Our law firm offers at a reduced rate the services required to obtain what is often referred to as an ‘uncontested divorce’. If we are retained to provide this service we usually only require one document from you, namely, your marriage certificate. The Courts require the government issued document and not a photocopy of your marriage certificate. If you do not have your marriage certificate we can order it for you and if you were married in B.C. it can be obtained within a short period of time. If you were married outside of this jurisdiction, such as in a foreign country, it may take a longer period of time to obtain your marriage certificate or registration of marriage.
A spouse may commence divorce proceedings in the superior court of any jurisdiction in which either spouse had been ordinarily resident for a least one year immediately preceding the commencement of the divorce proceeding (Divorce Act, Section 3(1)). In our province the superior court is the Supreme Court of British Columbia.
There is only one ground for divorce, namely, breakdown of the marriage as set out in Section 8(1) of the Divorce Act.
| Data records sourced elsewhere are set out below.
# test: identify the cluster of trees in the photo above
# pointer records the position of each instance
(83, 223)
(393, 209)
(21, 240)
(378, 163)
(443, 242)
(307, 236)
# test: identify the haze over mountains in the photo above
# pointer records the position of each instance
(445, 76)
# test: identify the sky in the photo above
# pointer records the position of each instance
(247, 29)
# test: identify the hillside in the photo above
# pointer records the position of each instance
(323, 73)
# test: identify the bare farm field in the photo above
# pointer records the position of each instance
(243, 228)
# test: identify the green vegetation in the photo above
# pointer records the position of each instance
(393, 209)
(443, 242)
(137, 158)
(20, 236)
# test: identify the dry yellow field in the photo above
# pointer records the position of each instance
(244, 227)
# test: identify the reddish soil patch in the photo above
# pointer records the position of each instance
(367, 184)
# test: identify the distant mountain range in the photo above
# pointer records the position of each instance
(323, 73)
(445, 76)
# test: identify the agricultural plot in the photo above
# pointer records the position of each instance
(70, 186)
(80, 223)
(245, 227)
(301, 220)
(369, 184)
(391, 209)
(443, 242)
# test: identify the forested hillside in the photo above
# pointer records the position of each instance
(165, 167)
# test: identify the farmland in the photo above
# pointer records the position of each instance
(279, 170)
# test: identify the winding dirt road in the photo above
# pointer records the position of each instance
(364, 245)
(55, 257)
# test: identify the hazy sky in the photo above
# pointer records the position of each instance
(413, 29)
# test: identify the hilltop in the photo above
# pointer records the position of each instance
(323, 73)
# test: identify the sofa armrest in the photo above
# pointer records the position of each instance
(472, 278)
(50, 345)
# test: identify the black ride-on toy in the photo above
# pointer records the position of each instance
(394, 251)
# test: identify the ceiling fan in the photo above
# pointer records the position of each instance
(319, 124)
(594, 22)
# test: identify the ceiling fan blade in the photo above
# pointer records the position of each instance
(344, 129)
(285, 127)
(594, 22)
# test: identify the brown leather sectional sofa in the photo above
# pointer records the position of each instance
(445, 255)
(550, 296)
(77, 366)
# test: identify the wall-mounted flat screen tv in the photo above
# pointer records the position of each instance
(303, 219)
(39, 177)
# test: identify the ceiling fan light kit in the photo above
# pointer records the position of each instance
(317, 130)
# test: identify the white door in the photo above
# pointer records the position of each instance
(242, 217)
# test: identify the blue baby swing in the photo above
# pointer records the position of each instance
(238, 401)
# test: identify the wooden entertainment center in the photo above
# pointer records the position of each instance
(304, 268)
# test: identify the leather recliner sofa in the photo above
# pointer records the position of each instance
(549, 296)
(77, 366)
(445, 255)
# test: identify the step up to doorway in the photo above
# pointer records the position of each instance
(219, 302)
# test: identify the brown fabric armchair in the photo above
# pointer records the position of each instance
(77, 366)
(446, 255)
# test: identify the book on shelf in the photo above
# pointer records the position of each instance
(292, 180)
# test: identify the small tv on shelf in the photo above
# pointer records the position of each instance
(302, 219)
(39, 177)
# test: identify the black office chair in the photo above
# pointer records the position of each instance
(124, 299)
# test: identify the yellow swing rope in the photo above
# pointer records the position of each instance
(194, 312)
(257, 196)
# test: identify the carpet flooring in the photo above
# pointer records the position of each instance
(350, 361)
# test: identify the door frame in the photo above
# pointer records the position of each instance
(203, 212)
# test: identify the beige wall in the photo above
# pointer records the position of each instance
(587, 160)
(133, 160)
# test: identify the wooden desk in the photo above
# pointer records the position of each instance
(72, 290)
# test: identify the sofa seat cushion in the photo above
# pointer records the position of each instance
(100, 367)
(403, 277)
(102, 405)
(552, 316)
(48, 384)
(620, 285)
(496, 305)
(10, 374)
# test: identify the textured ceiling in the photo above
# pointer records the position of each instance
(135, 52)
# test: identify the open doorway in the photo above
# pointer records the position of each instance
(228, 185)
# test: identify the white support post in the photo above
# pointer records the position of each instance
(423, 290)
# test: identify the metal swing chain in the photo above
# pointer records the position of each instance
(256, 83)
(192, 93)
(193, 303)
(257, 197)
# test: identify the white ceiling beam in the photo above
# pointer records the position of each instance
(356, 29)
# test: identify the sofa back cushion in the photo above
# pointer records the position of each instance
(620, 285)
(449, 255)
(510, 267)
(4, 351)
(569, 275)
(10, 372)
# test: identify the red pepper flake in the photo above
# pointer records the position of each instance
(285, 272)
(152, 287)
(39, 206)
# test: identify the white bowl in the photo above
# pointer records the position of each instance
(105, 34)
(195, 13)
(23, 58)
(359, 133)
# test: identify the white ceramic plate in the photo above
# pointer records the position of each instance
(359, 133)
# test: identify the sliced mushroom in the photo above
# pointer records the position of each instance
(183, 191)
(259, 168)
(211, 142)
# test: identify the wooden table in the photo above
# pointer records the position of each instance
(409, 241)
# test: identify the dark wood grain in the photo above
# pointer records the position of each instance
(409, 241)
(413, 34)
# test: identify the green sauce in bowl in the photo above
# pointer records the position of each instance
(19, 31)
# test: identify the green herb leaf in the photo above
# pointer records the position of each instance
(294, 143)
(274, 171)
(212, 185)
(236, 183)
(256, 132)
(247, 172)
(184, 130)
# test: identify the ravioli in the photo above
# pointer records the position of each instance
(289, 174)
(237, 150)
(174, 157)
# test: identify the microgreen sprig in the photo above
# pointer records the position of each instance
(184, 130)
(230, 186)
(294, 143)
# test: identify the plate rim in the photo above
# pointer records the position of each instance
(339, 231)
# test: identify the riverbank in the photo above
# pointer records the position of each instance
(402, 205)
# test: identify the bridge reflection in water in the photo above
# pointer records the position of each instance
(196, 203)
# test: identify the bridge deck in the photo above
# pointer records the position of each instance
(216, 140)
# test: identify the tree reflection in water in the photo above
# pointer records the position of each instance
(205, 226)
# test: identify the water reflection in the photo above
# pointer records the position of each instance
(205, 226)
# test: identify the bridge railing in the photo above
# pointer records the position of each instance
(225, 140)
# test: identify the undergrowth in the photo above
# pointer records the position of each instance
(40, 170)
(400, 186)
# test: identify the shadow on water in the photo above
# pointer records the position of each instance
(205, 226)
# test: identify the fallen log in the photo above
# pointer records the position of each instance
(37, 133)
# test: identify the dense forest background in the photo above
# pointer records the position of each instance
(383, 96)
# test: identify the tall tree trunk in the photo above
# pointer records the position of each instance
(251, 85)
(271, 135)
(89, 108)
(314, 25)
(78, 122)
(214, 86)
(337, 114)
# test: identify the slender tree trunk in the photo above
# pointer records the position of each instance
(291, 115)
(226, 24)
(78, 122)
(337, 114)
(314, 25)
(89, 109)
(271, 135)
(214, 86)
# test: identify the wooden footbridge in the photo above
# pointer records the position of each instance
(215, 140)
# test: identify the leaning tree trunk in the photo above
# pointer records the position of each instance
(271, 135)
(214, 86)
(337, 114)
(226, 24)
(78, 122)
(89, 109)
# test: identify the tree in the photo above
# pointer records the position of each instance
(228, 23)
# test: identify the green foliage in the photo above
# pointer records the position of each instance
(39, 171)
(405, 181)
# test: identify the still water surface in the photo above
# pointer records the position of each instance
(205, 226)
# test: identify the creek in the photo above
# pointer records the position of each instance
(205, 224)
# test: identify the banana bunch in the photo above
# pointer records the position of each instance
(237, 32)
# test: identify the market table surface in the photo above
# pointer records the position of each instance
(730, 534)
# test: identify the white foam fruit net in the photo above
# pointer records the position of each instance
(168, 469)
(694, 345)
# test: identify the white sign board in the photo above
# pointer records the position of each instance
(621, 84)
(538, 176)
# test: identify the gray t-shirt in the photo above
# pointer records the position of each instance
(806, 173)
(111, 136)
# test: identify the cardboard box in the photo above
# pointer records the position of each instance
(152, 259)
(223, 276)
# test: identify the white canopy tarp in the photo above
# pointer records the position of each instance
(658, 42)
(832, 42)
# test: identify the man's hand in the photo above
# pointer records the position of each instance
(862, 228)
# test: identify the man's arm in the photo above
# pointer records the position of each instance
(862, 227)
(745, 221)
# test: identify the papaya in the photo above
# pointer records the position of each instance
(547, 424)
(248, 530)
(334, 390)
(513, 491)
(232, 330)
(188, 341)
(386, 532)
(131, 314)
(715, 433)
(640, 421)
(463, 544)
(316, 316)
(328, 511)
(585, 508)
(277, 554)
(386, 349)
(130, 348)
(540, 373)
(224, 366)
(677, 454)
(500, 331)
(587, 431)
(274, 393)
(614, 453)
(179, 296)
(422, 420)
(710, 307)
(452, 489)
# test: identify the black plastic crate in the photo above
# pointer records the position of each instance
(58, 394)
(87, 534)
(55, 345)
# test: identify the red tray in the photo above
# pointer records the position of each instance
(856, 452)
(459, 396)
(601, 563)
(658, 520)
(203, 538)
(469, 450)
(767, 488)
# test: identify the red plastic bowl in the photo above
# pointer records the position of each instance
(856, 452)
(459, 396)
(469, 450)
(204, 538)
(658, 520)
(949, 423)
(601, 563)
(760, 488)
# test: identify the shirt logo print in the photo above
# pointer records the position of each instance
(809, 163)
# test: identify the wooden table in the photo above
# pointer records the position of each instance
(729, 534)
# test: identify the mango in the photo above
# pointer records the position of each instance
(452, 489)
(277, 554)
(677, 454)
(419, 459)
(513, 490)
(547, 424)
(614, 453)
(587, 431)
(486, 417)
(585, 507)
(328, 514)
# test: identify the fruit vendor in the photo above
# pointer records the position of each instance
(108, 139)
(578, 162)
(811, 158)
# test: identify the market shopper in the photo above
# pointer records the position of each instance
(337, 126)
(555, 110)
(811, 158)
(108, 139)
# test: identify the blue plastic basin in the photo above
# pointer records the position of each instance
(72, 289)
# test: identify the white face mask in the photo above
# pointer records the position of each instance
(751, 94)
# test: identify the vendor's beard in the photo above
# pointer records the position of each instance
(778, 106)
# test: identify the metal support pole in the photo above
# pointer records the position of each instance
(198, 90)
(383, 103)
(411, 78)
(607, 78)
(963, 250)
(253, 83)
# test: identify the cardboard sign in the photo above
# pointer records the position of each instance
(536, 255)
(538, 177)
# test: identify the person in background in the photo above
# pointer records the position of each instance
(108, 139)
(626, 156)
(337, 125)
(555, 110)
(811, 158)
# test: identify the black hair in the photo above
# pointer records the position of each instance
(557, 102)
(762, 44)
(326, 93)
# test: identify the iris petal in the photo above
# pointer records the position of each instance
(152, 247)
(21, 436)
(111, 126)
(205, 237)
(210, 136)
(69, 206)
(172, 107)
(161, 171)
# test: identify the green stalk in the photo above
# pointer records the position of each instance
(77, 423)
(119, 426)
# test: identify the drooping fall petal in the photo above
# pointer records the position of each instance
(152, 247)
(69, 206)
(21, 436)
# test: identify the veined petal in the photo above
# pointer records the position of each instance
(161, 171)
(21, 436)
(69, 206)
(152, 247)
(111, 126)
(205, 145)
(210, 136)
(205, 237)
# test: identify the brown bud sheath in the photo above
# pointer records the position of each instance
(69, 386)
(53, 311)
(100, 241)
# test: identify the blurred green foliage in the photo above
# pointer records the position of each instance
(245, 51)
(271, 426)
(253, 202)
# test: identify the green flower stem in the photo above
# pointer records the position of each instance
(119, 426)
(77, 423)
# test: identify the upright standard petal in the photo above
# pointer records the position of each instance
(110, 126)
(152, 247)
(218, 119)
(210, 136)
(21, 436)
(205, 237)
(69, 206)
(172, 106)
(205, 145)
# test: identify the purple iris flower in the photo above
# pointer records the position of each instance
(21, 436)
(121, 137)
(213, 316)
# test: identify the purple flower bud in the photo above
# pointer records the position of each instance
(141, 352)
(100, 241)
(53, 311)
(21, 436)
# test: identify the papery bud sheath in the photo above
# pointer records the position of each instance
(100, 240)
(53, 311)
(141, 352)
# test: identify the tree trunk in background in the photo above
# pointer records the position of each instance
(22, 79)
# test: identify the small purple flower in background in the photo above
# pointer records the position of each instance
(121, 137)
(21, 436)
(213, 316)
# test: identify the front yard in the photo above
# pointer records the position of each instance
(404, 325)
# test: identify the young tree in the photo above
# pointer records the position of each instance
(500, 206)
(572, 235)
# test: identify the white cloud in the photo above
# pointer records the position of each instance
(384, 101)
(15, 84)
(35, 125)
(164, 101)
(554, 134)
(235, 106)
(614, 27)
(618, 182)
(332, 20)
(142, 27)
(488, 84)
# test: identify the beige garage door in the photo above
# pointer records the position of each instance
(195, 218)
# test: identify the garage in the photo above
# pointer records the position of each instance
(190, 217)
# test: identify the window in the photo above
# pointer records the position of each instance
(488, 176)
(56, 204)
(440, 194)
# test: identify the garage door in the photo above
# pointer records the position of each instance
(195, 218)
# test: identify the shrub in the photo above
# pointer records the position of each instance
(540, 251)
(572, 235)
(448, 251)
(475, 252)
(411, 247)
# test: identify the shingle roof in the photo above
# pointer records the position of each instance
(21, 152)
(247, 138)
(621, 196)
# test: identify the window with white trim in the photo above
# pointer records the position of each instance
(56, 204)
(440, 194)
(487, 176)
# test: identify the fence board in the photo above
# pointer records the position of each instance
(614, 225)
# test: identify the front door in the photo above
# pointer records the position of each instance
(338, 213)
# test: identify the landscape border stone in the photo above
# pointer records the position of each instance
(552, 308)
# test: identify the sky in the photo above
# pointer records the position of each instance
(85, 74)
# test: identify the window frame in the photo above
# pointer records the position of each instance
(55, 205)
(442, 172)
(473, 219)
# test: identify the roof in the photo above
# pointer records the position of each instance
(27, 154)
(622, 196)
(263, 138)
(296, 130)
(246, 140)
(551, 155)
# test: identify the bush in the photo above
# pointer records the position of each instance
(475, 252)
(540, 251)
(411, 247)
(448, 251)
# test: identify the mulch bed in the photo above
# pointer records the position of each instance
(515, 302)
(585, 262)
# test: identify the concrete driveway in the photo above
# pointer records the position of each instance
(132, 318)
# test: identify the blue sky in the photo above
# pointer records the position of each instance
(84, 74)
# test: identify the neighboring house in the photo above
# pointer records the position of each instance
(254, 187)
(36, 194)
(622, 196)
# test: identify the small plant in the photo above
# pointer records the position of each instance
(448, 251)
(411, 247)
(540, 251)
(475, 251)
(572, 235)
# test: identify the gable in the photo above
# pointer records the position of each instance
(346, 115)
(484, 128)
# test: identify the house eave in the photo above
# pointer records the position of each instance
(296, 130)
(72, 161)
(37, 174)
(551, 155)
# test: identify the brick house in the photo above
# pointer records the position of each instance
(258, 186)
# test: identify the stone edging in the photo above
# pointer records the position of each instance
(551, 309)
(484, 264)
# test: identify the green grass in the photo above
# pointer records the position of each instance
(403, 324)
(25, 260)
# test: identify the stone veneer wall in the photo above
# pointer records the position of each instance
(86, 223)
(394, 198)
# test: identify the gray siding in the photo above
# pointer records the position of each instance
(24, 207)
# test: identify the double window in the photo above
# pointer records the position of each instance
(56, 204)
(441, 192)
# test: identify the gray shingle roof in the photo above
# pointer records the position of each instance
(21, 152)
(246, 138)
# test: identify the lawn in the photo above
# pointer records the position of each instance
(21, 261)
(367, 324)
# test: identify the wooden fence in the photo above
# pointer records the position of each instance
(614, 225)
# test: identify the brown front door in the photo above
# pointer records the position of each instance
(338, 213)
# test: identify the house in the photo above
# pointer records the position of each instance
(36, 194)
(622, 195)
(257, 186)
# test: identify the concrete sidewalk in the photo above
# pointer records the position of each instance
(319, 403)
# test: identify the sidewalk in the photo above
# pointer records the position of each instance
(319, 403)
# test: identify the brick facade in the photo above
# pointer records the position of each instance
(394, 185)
A breakdown of a marriage is established only if:
(a) the spouses have lived separate and apart for at least one year immediately preceding the determination of the divorce proceeding and were living separate and apart at the commencement of the proceeding; or
(b) the spouse against whom the divorce proceeding is brought has, since celebration of the marriage,
(i) committed adultery, or
(ii) treated the other spouse with physical or mental cruelty of such a kind as to render intolerable the continued cohabitation of the spouses.
Most uncontested divorces are based on the grounds of living separate and apart for one year. When using that as a grounds for a divorce, all that is usually required is that the client will sign an affidavit that confirms the parties have been living separate and apart for at least one year and there is no reasonable prospect of reconciliation between the spouses. If a client seeks a divorce using one of the other grounds, there is usually much more evidence required such as an admission of the act of adultery and/or medical evidence to support the claim that a spouse has been treated with physical or mental cruelty.
If there are minor children involved, the client will also sign a Child Support Affidavit which sets out the current arrangements with respect to the financial support of the children. Section 11(1)(b) of the Divorce Act requires the Court to satisfy itself that reasonable arrangements have been made for the support of the children, having regard to the Child Support Guidelines. If no such arrangements have been made, the Court may refuse to grant the divorce order until such arrangements are in place.
The actual obtaining of the divorce order may not require the parties or their lawyers to attend court. The reason for this is that most uncontested divorces are done through a process called a ‘desk order’. Once all of the required documents have been prepared and filed, including affidavits, the court registry will check the documents to ensure that they are properly prepared and meet the requirements of the Divorce Act. The documents are then placed before a judge of the court at which time he or she will sign the divorce order in their office. This alleviates the need of the parties or their lawyers to attend before the judge in a courtroom setting.
We are often asked how quick can a divorce order be obtained. If a client has with them their marriage certificate at the time of their initial consultation with us, we can often obtain an uncontested divorce order within two to three months. If there is any delay, it is usually due to difficulty in locating and serving the other spouse or the court is not satisfied with the current child support arrangements. Also, you can commence the divorce proceeding any time after separation but you may have to wait until the separation has lasted one year before you can apply for the divorce order.
The divorce order will have on it a date when the order was signed by the judge. With some limited exceptions, all divorce orders are effective 31 days after they are signed by the judge. In other words, that is when the marriage is effectively dissolved, at which time a party is free to remarry.